Regarding rheology fluid descriptions, the RS model showed a lower error deviation. However, the swab and surge percentile deviation from the BP was lower than the RS with PL. The swab and surge predictions with the three models varied in the different well trajectories filled with fluids of different densities and viscosities.
It was difficult to conclude the accuracy of the hydraulics model prediction based on how the model accurately described the fluid rheological properties.
A general model that considers all physical processes and fluid properties is presently unavailable. It is, therefore, vital to calibrate models with a real-time measured dataset that considers bulk effects in the wellbore.
Hydraulics data measured in the North Sea oil field were compared with a hydraulic model by Lohne et al. in 2008 [
40]. The comparison results revealed a difference between the measured and modeled values. This comparison demonstrated that the model was unable to predict the measurement. The model’s parameters, including density, friction factor, and well path, were all ambiguous. Lohne et al. incorporated a calibration factor and set the friction factor value to only one because the model did not fully represent the physics. The authors created a dynamic calibration factor based on the collected data to calibrate the annulus and drill string pressure. Jeyhun et al. (2016) [
27] deployed five hydraulic models on both laboratory and field data in a separate study; they discovered that the predictions derived from these models were inconsistent. For instance, the Herschel–Bulkley model may correctly forecast the hydraulics of fluid A in a pipe or annulus, whereas for fluid type B, Robertson–Stiff models could work better than the others. This suggests that no universal solution can anticipate a fluid’s hydraulics in a wellbore due to the variable fluid flow and pipe movements in and out of the well.

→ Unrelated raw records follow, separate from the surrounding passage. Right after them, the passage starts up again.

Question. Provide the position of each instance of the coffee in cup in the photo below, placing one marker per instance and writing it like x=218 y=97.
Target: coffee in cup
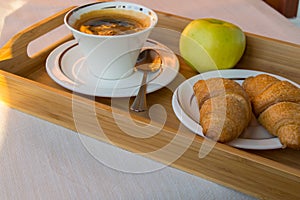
x=111 y=35
x=112 y=22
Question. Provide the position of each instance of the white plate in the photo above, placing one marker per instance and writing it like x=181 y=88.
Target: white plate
x=186 y=109
x=65 y=65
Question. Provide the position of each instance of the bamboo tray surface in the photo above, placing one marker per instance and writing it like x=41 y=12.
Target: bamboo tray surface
x=272 y=174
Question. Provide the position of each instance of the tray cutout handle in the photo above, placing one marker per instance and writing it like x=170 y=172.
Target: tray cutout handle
x=14 y=54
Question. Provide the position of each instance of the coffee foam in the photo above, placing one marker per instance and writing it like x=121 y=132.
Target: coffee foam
x=139 y=17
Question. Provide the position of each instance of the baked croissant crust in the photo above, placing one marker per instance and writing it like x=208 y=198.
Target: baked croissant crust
x=276 y=103
x=225 y=108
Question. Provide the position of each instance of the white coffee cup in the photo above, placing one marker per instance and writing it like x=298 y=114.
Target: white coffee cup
x=111 y=56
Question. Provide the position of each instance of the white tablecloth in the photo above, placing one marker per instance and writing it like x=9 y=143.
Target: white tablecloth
x=40 y=160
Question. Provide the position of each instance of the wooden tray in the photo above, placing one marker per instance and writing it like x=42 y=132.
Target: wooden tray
x=25 y=85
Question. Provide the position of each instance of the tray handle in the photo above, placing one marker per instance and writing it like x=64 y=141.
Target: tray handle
x=14 y=54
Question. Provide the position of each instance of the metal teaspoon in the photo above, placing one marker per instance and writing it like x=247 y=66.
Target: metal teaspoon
x=148 y=61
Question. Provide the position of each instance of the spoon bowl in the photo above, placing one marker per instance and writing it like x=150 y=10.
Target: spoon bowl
x=149 y=61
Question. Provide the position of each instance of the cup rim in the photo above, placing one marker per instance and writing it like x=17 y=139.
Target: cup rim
x=110 y=4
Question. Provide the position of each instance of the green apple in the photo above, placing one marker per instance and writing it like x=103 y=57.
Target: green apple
x=210 y=44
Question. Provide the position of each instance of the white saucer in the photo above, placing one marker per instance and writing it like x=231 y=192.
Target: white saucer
x=186 y=109
x=65 y=65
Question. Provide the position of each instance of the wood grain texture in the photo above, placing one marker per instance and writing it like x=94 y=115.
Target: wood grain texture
x=288 y=8
x=25 y=85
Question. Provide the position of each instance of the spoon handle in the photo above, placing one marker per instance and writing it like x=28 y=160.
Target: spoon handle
x=140 y=104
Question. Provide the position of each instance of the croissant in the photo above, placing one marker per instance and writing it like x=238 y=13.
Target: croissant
x=276 y=103
x=225 y=108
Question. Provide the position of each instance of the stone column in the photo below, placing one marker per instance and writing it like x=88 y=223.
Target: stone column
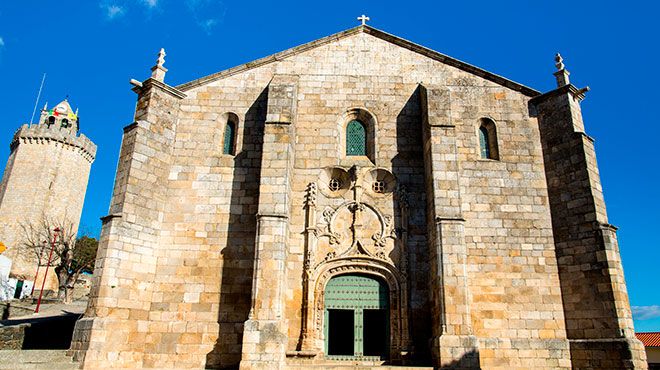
x=598 y=318
x=113 y=331
x=265 y=334
x=453 y=341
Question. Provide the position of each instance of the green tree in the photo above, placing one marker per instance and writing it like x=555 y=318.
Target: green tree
x=71 y=256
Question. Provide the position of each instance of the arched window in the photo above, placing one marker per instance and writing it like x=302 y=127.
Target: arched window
x=488 y=139
x=228 y=140
x=356 y=138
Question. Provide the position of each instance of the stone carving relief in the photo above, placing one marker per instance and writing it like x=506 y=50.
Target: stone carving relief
x=361 y=228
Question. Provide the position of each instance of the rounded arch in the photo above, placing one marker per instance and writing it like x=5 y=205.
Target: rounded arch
x=396 y=284
x=487 y=139
x=369 y=123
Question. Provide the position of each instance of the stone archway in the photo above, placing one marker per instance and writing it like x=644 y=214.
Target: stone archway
x=356 y=321
x=398 y=341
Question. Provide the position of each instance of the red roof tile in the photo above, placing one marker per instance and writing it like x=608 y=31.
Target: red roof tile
x=649 y=339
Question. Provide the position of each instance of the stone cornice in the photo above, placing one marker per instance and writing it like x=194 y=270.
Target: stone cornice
x=373 y=32
x=567 y=89
x=151 y=82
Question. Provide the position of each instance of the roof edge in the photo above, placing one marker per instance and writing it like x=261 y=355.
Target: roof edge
x=376 y=33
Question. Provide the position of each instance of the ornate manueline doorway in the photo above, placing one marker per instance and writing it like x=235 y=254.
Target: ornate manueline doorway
x=357 y=318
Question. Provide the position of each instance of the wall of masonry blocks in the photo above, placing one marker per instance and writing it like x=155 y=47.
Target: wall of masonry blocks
x=175 y=271
x=46 y=176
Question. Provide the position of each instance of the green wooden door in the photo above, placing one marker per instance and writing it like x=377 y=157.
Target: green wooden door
x=353 y=303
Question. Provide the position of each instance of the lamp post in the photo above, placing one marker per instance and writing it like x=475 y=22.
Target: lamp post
x=36 y=274
x=56 y=231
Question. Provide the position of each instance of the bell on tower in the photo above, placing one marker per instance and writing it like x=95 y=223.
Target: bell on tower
x=61 y=116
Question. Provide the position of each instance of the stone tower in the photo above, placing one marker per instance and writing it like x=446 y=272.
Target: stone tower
x=46 y=176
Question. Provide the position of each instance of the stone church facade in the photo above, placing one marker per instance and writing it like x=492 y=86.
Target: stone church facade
x=359 y=199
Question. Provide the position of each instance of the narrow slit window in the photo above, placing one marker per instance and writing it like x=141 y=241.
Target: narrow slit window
x=488 y=140
x=356 y=139
x=228 y=144
x=483 y=142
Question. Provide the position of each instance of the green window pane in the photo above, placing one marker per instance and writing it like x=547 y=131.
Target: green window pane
x=483 y=143
x=356 y=138
x=228 y=145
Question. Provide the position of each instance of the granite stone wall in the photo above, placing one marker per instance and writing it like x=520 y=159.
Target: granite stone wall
x=220 y=260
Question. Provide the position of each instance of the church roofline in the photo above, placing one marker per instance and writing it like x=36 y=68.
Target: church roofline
x=374 y=32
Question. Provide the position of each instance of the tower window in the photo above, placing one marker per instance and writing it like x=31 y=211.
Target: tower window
x=378 y=186
x=488 y=140
x=228 y=141
x=334 y=184
x=356 y=139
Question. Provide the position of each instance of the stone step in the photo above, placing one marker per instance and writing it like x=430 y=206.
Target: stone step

For calibration of the hydraulics model, the accuracy of the measurement was also a critical factor. For this, Lohne et al. (2008) [
40], Reeves et al. (2006) [
28], and Christopher et al. (2020) [
29] identified that the high-speed telemetry system, WDP, plays a significant role in terms of providing a higher rate of data transmission with less noise. Moreover, unlike measurement while drilling (MWD) sensors, Michael (2003) demonstrated that WDP telemetry performs continuous measurements of downhole pressure with low or zero drilling fluid flow rate conditions, [
41]. The argument for data-driven-based modeling is that the measured data include all possible factors contributing to swab and surge impacts. Wired pipe technology enables high-quality and rapid data transfer. Moreover, knowing which physics-based modeling perfectly predicts the swab surge model as consistently and accurately as possible is difficult.
Therefore, the applicability of the selected ML models (ANN and RF) was first employed on the physics-based generated synthetic data. The results show that the ML perfectly correlated with the dataset.
The performance of the six ML algorithms implemented on unfiltered WPD tripping-out field datasets showed relatively accurate predictions on both the training and test datasets. However, after applying an exponential smoothing filter on the same field data, the models demonstrated excellent performance.